Congratulations, Liberals and “supporters” — you’ve just elected the most unaccountable leader in Canadian political history! Give yourselves a round of applause!
But wait, you might say. Didn’t the party throw open the doors to let in all kinds of new ideas and to allow the broadest level of participation in Canadian history? Well, maybe, but when you think about it, not really. Remember, this was a leadership convention and not a policy convention, despite what some of the contenders seemed to believe. And according to the party’s new rules, only paid-up members and not the new “supporters” get to vote on policy, or the “new ideas” that the party hopes to attract, so really, throwing open the doors so to speak didn’t really produce new ideas. What it did do was populate the party’s database, so that they can hope to turn those 300,000 new “supporters” into potential donors and maybe members.

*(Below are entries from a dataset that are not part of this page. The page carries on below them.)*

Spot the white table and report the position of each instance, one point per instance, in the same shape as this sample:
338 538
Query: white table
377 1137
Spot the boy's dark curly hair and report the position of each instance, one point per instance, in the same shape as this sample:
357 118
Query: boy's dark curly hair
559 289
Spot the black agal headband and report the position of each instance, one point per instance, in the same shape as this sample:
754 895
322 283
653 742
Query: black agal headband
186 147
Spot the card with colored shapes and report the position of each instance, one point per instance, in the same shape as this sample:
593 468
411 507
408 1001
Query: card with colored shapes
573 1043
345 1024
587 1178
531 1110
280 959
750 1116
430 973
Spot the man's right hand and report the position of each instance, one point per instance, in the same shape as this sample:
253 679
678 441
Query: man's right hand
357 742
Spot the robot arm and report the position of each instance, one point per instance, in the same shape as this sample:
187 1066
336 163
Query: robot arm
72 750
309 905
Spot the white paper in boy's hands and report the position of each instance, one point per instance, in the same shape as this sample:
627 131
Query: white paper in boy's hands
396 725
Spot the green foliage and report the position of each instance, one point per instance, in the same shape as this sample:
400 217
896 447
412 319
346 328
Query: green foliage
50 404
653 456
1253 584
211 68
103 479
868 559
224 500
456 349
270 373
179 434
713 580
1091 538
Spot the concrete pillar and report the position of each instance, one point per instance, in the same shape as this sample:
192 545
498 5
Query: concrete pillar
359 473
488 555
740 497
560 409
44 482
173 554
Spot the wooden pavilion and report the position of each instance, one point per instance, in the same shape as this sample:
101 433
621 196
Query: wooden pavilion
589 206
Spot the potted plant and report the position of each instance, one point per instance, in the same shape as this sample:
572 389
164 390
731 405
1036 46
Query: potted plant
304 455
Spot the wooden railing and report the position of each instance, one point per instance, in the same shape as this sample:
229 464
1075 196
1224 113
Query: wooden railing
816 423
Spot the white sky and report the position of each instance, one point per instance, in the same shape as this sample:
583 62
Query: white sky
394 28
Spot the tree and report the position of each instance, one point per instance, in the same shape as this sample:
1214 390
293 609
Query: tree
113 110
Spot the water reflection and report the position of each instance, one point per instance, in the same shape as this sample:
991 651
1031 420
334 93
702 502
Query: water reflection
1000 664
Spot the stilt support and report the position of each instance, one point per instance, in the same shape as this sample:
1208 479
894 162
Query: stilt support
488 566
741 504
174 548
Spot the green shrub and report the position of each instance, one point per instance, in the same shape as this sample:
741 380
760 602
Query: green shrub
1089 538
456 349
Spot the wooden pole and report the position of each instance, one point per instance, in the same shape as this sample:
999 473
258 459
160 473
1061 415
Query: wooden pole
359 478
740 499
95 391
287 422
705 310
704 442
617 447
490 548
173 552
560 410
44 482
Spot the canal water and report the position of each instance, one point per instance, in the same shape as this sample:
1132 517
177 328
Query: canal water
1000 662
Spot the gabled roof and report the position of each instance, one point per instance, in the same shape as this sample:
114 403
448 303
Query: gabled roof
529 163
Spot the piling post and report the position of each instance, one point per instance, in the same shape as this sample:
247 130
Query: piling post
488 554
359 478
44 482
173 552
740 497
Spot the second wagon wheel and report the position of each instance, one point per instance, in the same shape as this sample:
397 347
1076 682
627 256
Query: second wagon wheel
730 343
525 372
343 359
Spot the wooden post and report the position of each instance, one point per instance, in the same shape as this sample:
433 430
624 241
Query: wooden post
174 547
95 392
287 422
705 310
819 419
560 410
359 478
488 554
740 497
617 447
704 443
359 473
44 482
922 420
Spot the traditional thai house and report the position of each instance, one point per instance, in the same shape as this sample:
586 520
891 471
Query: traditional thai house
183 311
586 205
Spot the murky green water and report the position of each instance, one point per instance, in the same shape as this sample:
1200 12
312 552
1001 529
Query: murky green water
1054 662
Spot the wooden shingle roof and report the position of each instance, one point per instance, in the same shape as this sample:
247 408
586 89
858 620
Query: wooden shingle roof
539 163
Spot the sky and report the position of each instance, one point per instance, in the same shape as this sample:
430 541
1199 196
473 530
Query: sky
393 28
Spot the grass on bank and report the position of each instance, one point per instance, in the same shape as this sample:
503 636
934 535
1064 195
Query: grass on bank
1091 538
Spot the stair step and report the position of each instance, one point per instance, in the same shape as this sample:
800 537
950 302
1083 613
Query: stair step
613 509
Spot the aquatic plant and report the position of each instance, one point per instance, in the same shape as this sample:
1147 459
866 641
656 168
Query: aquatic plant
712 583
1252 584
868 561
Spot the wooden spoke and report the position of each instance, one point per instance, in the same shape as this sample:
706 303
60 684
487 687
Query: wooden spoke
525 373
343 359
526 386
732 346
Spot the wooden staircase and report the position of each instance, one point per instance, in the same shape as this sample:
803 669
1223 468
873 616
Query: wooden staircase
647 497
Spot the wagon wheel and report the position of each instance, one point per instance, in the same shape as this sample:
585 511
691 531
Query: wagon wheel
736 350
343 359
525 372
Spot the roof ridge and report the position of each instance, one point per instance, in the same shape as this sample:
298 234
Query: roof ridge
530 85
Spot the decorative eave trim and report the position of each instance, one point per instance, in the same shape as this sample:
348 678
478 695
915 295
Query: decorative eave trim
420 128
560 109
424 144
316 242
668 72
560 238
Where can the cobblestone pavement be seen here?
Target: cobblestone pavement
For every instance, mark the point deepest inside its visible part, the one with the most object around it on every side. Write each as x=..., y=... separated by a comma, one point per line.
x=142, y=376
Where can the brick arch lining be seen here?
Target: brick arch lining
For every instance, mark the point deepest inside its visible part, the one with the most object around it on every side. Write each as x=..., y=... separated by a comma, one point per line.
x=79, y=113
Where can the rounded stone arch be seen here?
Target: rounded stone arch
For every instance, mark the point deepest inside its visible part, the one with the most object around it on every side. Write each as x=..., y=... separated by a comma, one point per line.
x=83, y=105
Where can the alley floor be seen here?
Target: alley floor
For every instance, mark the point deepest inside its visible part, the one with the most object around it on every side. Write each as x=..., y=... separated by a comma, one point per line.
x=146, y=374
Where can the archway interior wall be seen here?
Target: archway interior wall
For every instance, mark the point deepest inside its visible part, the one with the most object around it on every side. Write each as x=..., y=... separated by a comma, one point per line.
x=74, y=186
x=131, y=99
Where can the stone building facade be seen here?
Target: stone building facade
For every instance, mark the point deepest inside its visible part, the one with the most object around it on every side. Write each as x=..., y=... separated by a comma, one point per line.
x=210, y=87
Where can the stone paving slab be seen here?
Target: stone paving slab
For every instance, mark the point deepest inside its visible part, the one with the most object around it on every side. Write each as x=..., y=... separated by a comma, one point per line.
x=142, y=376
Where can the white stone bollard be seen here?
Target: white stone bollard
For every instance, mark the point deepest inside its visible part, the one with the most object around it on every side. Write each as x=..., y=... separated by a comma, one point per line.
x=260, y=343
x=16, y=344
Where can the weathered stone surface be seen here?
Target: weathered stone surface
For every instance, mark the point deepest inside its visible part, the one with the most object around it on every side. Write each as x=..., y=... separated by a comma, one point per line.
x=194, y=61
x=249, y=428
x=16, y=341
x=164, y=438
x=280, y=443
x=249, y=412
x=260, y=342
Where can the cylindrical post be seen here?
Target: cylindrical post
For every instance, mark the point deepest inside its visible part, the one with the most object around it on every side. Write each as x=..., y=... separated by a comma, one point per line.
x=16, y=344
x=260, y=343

Maybe.
As for the “broadest level of participation,” which is often conflated with the term “most democratic,” as though one could effectively rank the level of democracy on a scale of 100, therein lies the rub with the accountability to the leader. In times gone by, and as still happens in a few Westminster legislatures, it’s the MPs who choose the leader. Why is this important? Because when they choose the leader, they can also fire said leader. Witness what happened to Margaret Thatcher in 1990, or the more recent ouster of Kevin Rudd in Australia (and the two subsequent failed attempts to oust Julia Gillard) — it means that the caucus has a hand in the power that the leader has over them, and they can decide when to end it and elect someone new.
Not so in Canada. Since the Liberals first held a delegated convention in 1919 — to make it “more democratic” — it blunted the ability of caucus to hold the leader to account because that leader now had the “democratic legitimacy” to govern. Mackenzie King once reputedly told his caucus, in the wake of a scandal, that they didn’t select him and that they could not remove him. And while most parties have some mechanism for a leadership review at policy conventions — witness that Thomas Mulcair secured a 92.3 percent approval in this weekend’s NDP convention — those reviews tend to only happen every couple of years, and don’t allow for much input by the caucus, despite the fact that they are most affected by that decision. One need only remember the great defection from the Canadian Alliance under Stockwell Day’s leadership to see what happens when the leader and his “democratic mandate” come up against the caucus that he controls.
This new “supporter” system removes even one that level of accountability to party membership, as fleeting as it might be, because as many as three quarters of the people who voted in this contest are not party members, but “supporters.” How can a nebulous group with no actual affiliation with the party be expected to hold the leader to account? They can’t, and if Justin Trudeau turns out to be a tyrant or a giant mistake, he still has the “democratic legitimacy” of over 100,000 voters casting a ballot to justify himself. And think of how much worse it would have been if Joyce Murray had won, and pushed for the verifiably nonsensical notion of “electoral cooperation,” based not on the will of the party, but by the votes of outsiders who wanted to impose this vision of electoral democracy in this country on the party? It would have been a recipe for chaos, and quite likely disaster for the party itself.
And while Trudeau is saying some very smart and civically literate things about getting the party’s grassroots re-engaged in the choice of their own candidates with open nominations, and with the formulation of policy and the party platform in advance of the election in 2015, he still remains wholly unaccountable to anyone, which should be a very worrying prospect. Some people have remarked that these kinds of concerns are “too technical” and hardly matter. But it does matter. If you don’t treat this stuff like it matters, then it is easy to be abused. Understanding the system and what these votes actually mean matters, and hopefully that message will resonate by the time the next leadership contest, whatever the party, happens.